185万回再生のAI偽動画が浮き彫りにしたリスク
X(旧Twitter)で、路上で取材を受けた高齢女性が現職首相について称賛する内容を語る街頭インタビュー風の動画が投稿され、5月初旬時点で185万回以上閲覧された。後に生成AIによる偽動画であることが判明し、ファクトチェック団体や通信社など各社が相次いで注意喚起を行った。技術の向上で実写との見分けが困難な投稿が選挙期間外でも急増しており、SNS世論操作のリスクが社会問題として広く認識されつつある。専門家からは継続的な啓発活動の重要性を指摘する声が上がっており、市民側のリテラシー向上も急務となっている。
背景
生成AIによる動画作成ツールは過去一年で精度が飛躍的に向上し、誰でも数分で写実的なクリップを作れる環境が整った。
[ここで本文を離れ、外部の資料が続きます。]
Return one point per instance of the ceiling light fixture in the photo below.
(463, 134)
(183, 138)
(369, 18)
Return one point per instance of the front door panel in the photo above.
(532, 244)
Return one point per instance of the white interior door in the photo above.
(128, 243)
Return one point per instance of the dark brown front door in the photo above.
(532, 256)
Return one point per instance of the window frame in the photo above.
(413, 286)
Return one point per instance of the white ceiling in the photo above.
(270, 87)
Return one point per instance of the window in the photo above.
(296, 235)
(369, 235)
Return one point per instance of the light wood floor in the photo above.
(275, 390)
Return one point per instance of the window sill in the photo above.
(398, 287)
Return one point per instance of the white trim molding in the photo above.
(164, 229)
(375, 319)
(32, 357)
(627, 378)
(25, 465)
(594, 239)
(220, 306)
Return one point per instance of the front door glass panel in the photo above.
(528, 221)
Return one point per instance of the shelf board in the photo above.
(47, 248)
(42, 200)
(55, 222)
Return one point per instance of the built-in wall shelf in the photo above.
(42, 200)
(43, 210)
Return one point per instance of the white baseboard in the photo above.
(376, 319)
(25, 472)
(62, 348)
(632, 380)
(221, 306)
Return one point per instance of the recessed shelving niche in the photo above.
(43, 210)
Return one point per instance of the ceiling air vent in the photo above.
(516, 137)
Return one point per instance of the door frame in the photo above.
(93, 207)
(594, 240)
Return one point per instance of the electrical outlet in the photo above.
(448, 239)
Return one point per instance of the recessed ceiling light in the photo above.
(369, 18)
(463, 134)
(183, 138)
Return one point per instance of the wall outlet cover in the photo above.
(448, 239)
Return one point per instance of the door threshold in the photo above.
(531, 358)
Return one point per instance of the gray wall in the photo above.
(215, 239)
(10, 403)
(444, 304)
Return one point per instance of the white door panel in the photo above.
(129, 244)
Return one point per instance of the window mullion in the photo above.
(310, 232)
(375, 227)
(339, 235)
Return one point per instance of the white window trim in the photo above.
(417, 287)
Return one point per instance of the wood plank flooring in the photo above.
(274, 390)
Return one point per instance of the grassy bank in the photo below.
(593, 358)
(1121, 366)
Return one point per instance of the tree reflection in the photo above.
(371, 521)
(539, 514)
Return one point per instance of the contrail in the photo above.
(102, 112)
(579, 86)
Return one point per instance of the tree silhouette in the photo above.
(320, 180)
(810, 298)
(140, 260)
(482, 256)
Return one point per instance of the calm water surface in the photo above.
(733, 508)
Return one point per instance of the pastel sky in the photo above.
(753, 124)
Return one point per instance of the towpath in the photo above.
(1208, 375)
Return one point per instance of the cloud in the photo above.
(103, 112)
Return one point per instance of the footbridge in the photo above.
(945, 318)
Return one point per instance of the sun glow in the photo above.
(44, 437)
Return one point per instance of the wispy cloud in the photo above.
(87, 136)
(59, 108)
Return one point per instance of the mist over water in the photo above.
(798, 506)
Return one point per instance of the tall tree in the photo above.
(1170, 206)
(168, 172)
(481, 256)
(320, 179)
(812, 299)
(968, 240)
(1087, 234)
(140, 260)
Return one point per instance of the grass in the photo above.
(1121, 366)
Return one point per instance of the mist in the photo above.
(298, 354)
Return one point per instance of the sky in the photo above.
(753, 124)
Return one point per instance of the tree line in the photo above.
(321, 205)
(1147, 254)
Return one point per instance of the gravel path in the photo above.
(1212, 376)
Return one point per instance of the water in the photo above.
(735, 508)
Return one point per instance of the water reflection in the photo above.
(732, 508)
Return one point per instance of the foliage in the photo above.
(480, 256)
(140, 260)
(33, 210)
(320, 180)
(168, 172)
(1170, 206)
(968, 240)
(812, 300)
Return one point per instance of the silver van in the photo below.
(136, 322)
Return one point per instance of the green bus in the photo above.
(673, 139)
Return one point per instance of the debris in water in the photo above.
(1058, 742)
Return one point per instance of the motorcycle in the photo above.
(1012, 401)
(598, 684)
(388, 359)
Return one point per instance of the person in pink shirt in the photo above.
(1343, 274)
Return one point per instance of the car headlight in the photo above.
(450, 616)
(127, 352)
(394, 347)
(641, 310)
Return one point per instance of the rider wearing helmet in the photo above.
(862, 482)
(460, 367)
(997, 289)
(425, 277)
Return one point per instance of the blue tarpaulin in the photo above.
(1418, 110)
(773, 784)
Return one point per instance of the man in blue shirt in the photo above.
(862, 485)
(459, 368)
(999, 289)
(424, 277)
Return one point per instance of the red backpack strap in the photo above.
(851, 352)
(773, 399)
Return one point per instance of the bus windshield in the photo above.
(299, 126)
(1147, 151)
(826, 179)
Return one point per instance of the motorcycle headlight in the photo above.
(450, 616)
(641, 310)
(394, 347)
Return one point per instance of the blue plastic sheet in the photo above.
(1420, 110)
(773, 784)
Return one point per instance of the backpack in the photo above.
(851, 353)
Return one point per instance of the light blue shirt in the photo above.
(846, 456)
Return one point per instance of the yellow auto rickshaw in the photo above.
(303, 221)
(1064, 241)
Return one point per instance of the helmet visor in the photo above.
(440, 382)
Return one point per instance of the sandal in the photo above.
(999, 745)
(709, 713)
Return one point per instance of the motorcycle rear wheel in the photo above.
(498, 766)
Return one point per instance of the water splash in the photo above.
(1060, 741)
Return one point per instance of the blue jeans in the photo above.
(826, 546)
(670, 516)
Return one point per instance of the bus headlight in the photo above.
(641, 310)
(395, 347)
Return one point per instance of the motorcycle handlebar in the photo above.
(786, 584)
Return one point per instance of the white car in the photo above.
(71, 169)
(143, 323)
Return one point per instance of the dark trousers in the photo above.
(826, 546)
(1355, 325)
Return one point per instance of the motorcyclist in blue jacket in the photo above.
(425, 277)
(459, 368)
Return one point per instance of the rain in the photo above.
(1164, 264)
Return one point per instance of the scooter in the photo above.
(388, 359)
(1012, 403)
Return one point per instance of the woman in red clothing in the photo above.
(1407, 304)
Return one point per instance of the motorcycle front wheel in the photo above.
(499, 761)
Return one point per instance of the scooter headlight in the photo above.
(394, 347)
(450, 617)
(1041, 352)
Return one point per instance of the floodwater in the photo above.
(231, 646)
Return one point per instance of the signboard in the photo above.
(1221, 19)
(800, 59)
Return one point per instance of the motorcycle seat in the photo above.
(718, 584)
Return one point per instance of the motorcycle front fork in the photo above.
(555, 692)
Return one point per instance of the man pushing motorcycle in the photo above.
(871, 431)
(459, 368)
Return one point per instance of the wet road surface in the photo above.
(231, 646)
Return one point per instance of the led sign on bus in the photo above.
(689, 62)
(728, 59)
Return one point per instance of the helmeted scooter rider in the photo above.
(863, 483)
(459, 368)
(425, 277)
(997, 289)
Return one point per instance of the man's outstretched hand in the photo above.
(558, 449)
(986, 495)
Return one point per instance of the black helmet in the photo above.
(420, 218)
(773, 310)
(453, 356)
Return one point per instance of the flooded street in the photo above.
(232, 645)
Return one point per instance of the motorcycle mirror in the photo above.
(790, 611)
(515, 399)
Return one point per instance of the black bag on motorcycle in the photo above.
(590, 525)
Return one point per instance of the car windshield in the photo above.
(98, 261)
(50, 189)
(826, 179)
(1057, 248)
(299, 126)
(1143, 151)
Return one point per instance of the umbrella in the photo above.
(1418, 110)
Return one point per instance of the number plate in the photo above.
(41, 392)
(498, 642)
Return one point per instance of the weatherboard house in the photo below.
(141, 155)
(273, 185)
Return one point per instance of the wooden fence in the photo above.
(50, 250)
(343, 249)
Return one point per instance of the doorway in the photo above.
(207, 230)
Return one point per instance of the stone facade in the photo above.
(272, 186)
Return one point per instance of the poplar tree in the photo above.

特定の人物が実際には発していない発言を、本物らしい声と表情で再現できるため、政治・社会領域での悪用リスクが世界的に問題視されている。日本国内でも昨年の衆院選を機にディープフェイクが拡散する事例が増え、メディアと専門家が継続的な啓発を続けてきた。海外でもAI生成物の規制やラベリング義務化の議論が進んでおり、各国の動向にも注目が集まっている。
論点
論点は、第一に拡散プラットフォームの責任である。投稿時点でAI生成と判別する技術的手段は限定的で、事後の通報と削除に頼る現状は限界がある。第二に、視聴者側のリテラシーの問題だ。「自分の支持する側に都合の良い情報」は信じやすいというバイアスがあり、ファクトチェック記事よりも偽動画の方が拡散しやすい構造がある。一方で、過剰な規制は表現の自由や正当な風刺コンテンツを萎縮させる懸念もあり、抑制と自由のバランスをどう設計するかが問われている。教育現場での対策強化と、誤情報を抑止する社会的合意の形成を求める声もある。
今後の展望
関連法の改正議論ではAI生成物への表示義務化が検討されており、プラットフォーム側の自主的なラベリング強化も期待される。利用者側もロゴや関連情報を確認する習慣を持つことが、SNS世論操作への基本的な防御策となる。技術と制度、教育の三本柱による多層的な対策が今後の鍵となりそうだ。社会全体でデジタル耐性を高める取り組みが求められる。
※本記事は各社の報道をもとに、編集部が再構成したものです。